一方で利用状況は逆に推移した。イーサリアムの四半期取引件数は2億390万件となり、1年前の1億2110万件から増加。スループットは1秒あたり26件に伸び、前年同期の15件を上回った。これは、イーサリアムのブロックガスリミットが6000万に引き上げられたことによる。
「収入と活動の乖離が今期の特徴である。手数料は下落したが、利用は増加した」とレポートに記載された。
ビットワイズの調査陣は、こうしたギャップをプロトコル設計によるものと分析。ネットワークがブロックスペースを安価かつ多く供給し、ユーザーが取引ごとに支払う手数料が減少したとした。
ドル建て減少の背景には価格動向も影響
ドル建ての数値には表面下の変化も隠れていた。ETH建てでは、収入が第1四半期の2万7670ETHから第2四半期には3万1166ETHへと増加した。

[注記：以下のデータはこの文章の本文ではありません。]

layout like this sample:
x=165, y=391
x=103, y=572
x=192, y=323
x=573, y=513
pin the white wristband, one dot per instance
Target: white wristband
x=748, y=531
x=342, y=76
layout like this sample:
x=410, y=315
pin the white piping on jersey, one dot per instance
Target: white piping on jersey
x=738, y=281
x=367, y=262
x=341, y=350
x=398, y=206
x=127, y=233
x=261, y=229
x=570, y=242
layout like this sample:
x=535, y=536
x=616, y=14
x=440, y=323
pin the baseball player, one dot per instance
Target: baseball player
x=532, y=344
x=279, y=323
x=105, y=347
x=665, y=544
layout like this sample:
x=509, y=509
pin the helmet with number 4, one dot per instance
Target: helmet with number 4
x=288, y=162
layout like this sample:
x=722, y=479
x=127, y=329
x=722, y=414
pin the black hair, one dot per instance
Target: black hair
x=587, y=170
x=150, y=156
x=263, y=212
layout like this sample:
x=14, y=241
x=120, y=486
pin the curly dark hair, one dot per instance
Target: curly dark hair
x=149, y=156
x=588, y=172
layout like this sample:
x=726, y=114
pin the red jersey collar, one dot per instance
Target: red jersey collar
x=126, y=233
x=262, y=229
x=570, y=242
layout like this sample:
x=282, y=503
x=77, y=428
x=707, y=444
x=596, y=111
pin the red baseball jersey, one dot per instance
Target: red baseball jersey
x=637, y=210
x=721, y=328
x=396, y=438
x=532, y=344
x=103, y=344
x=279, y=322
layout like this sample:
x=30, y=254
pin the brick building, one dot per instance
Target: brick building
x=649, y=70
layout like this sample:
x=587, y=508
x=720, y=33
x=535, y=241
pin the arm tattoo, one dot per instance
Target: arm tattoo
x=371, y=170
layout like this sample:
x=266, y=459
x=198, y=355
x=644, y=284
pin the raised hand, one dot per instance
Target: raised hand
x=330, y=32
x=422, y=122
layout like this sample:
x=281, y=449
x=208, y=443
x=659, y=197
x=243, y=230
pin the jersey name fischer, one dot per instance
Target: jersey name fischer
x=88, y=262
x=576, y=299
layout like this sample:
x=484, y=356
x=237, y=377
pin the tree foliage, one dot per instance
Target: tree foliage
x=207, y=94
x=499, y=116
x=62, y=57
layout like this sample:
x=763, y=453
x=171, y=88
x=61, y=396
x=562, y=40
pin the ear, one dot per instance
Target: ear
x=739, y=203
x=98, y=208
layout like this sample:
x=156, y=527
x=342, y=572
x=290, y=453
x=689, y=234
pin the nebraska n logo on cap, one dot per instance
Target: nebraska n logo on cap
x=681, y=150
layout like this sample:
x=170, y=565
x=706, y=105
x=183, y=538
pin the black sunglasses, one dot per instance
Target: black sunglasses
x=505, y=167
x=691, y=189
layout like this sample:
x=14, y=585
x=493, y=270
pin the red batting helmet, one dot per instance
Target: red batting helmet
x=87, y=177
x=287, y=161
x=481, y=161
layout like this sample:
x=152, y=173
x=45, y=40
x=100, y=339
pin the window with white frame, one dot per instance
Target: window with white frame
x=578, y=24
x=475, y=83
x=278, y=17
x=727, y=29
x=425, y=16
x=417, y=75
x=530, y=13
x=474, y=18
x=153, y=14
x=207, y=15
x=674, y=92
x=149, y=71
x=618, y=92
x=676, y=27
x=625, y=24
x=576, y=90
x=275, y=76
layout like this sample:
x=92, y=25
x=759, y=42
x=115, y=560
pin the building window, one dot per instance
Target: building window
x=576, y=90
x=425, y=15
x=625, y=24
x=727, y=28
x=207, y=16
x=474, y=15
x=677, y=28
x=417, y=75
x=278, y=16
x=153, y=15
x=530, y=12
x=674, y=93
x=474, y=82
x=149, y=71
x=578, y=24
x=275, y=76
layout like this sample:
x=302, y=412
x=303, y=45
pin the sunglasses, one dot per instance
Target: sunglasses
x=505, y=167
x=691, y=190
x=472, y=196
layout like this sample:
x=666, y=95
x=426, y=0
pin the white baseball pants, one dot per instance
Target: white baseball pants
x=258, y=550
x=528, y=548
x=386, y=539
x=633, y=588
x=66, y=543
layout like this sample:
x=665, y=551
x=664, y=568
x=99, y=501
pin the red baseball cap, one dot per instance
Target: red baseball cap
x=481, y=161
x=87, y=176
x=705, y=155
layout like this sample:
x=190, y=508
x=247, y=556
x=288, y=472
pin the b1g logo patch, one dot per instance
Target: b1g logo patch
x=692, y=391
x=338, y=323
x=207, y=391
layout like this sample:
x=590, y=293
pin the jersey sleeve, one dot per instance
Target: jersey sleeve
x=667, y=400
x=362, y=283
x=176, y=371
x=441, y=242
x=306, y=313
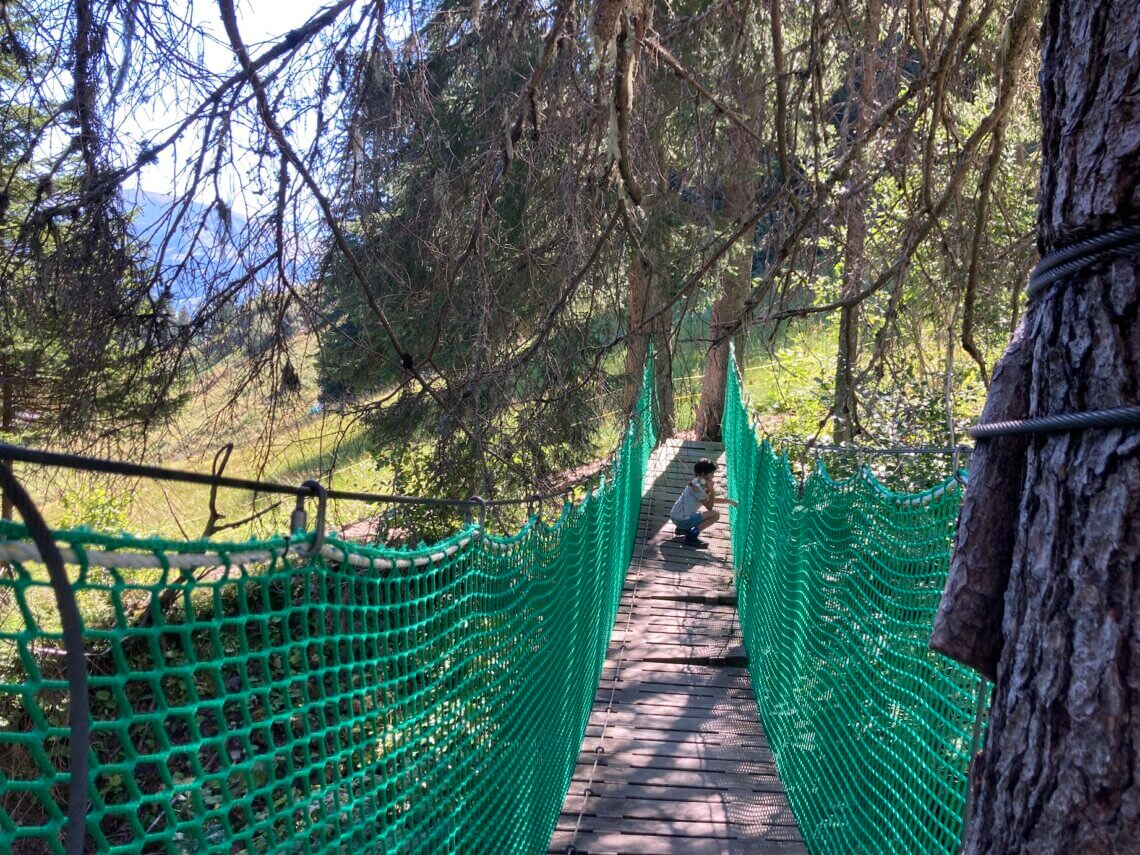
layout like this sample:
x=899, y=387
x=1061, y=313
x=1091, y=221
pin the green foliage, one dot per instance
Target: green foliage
x=97, y=509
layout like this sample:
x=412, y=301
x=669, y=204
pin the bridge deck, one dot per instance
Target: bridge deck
x=684, y=765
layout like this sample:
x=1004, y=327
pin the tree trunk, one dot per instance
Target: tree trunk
x=7, y=422
x=1060, y=771
x=846, y=415
x=643, y=294
x=741, y=171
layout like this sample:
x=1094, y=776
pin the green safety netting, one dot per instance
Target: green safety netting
x=838, y=584
x=364, y=700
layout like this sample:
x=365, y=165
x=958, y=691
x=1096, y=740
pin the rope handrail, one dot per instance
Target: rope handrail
x=838, y=583
x=306, y=695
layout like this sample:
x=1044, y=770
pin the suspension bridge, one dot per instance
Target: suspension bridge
x=584, y=685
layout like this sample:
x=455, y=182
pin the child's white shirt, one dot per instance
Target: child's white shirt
x=690, y=499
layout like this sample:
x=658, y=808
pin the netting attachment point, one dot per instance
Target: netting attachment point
x=298, y=521
x=481, y=503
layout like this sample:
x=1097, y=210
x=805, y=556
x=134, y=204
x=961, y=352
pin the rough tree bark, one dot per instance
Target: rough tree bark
x=741, y=172
x=643, y=299
x=846, y=417
x=1060, y=771
x=7, y=421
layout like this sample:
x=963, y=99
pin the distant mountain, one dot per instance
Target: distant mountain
x=190, y=255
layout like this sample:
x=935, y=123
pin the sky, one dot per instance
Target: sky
x=260, y=21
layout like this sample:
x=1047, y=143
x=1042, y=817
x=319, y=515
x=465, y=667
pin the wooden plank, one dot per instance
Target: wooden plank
x=684, y=764
x=683, y=750
x=724, y=827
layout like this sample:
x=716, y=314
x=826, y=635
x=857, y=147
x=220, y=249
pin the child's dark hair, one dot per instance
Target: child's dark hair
x=703, y=466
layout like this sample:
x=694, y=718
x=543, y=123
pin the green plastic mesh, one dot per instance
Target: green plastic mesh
x=365, y=700
x=838, y=585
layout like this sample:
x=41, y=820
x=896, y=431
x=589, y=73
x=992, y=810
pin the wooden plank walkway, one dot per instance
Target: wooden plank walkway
x=675, y=759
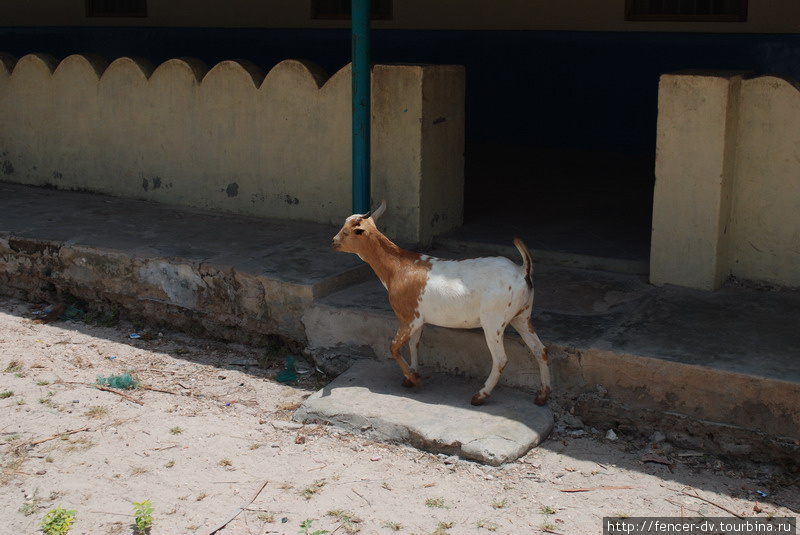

これは1年以上ぶりの四半期増加となった。ドル建て収入が減少した主因は、同期間中のETH価格の下落だった。
ステーキングも同様の上昇傾向を示した。アクティブなステーク量は過去最高の4020万ETHに達し、全供給量の約33%を占めた。機関投資家からの資金流入が続いた。
この傾向はイーサリアム以外にも広がった。ソラナ(SOL)は非投票取引を98億件処理し、過去最高水準に迫った一方で、ドル建て収入は減少した。
アバランチ(AVAX)はC-チェーン上で取引件数が2億3600万件となり、1年前の5800万件から大幅増。手数料低下の要因は利用減ではなく、混雑緩和だった。